Question

What is $ \int{{{\cos }^{2}}\left( 6x \right)dx} $ ?

Answer 1

Hint: We first use the trigonometric form of multiple angles where $ {{\cos }^{2}}z=\dfrac{1+\cos 2z}{2} $ to simplify the function form of $ {{\cos }^{2}}\left( 6x \right) $ . Then we break the integration in two parts and use the integral form of $ \int{\cos mzdz}=\dfrac{\sin mz}{m} $ and $ \int{dz}=z $ . We use an integral constant to find the final solution.

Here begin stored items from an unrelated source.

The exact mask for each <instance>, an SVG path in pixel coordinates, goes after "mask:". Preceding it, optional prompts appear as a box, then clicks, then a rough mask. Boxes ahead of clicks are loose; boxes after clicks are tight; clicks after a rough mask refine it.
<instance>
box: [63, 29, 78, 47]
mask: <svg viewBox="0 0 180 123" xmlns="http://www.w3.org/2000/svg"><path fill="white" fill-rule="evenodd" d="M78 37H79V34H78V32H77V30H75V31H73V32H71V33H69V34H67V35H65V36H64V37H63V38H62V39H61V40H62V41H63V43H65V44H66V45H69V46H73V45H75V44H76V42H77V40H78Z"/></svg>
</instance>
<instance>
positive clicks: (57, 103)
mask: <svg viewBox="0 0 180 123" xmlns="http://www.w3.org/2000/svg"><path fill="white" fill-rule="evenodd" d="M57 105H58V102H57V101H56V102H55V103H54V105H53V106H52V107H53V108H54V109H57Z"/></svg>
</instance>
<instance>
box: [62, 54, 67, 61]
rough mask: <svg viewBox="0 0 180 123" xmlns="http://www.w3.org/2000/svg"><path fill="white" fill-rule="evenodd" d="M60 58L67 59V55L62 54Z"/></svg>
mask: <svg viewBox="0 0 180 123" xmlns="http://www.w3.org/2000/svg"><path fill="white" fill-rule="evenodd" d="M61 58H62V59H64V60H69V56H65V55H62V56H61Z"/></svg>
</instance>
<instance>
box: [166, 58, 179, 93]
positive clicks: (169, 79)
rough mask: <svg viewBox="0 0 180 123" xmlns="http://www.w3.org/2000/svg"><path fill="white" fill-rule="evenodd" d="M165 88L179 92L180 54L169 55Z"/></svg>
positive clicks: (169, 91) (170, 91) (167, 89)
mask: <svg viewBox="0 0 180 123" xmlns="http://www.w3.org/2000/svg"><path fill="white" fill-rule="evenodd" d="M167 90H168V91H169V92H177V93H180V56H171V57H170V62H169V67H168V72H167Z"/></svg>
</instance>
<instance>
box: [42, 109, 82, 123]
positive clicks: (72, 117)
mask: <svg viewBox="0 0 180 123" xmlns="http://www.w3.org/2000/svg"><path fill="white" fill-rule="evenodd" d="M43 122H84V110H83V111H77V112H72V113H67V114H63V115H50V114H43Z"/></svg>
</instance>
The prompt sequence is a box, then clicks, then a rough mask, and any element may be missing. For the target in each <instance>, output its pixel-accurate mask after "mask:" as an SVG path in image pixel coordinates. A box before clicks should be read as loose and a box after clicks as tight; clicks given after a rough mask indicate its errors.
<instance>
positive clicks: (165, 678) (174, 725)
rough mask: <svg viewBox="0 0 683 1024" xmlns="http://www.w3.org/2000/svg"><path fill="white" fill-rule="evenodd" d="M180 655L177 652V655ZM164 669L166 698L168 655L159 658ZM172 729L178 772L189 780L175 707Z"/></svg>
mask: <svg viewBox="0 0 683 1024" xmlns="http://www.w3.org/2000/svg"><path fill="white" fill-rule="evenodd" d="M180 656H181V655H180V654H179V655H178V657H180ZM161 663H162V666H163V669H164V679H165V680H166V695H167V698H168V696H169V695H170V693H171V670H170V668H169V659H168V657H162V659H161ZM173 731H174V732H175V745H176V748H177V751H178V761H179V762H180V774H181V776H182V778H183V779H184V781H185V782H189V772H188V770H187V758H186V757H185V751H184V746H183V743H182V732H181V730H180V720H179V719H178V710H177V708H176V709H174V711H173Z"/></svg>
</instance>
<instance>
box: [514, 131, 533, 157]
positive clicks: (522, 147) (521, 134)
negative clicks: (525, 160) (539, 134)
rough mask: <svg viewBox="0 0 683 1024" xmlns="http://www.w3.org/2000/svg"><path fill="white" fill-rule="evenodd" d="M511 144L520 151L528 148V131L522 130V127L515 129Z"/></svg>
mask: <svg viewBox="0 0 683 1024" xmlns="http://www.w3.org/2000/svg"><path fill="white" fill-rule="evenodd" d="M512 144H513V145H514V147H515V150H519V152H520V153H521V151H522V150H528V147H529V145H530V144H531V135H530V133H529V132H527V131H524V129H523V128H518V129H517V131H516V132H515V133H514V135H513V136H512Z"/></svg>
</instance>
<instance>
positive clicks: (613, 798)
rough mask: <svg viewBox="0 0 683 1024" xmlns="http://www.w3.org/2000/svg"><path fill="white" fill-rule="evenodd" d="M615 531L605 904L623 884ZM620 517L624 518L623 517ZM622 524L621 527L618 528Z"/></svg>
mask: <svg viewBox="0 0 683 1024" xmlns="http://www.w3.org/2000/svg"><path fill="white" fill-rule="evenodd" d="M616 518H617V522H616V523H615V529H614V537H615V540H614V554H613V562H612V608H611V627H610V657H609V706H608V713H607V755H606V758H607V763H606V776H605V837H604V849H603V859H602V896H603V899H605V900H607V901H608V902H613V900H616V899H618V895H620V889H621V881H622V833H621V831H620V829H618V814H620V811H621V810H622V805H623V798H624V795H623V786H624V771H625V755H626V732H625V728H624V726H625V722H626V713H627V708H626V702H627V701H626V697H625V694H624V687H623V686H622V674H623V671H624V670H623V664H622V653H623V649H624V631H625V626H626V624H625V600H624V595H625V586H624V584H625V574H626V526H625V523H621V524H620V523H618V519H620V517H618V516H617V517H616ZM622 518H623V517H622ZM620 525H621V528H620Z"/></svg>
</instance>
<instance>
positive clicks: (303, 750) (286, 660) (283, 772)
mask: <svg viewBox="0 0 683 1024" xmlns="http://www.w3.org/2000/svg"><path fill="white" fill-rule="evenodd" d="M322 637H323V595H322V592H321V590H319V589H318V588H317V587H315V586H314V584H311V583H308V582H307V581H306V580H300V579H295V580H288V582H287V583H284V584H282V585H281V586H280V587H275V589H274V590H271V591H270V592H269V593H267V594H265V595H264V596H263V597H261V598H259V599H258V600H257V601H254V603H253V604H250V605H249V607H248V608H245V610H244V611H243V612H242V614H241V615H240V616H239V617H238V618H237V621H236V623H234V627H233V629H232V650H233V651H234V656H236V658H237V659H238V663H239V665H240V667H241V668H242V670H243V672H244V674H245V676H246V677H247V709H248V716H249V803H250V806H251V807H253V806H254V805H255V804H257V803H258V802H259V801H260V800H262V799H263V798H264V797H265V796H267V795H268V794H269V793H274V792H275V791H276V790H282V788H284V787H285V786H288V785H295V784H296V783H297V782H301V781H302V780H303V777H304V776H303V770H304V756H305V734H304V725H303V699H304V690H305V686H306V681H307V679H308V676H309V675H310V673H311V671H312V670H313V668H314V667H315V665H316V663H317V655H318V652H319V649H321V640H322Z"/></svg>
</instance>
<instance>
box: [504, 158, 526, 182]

Complete step by step solution:
We need to convert the trigonometric form of $ {{\cos }^{2}}\left( 6x \right) $ using the form of $ {{\cos }^{2}}z=\dfrac{1+\cos 2z}{2} $ .
We assume $ z=6x $ and get $ {{\cos }^{2}}\left( 6x \right)=\dfrac{1+\cos \left( 12x \right)}{2} $ .
Now we integrate the function separately and get
$ \int{{{\cos }^{2}}\left( 6x \right)dx}=\int{\left\{ \dfrac{1+\cos \left( 12x \right)}{2} \right\}dx} $ .
The function gets separated and gives
$ \int{\left\{ \dfrac{1+\cos \left( 12x \right)}{2} \right\}dx}=\dfrac{1}{2}\int{dx}+\dfrac{1}{2}\int{\cos \left( 12x \right)dx} $ .
We know that $ \int{\cos mzdz}=\dfrac{\sin mz}{m} $ and $ \int{dz}=z $ .
Therefore, the integral form is
$ \int{\left\{ \dfrac{1+\cos \left( 12x \right)}{2} \right\}dx}=\dfrac{x}{2}+\dfrac{\sin \left( 12x \right)}{24}+c $ .
Here $ c $ is the integral constant.
Therefore, the solution of $ \int{{{\cos }^{2}}\left( 6x \right)dx} $ is $ \dfrac{x}{2}+\dfrac{\sin \left( 12x \right)}{24}+c $ .
So, the correct answer is “$ \dfrac{x}{2}+\dfrac{\sin \left( 12x \right)}{24}+c $ ”.

Note: We can also solve the integration using the base change for the variable $ z=\cos x $ . In that case the sum gets complicated but the final solution would be the same. It is better to watch out for the transformations in the trigonometric forms in the function and take that as the change in the variable.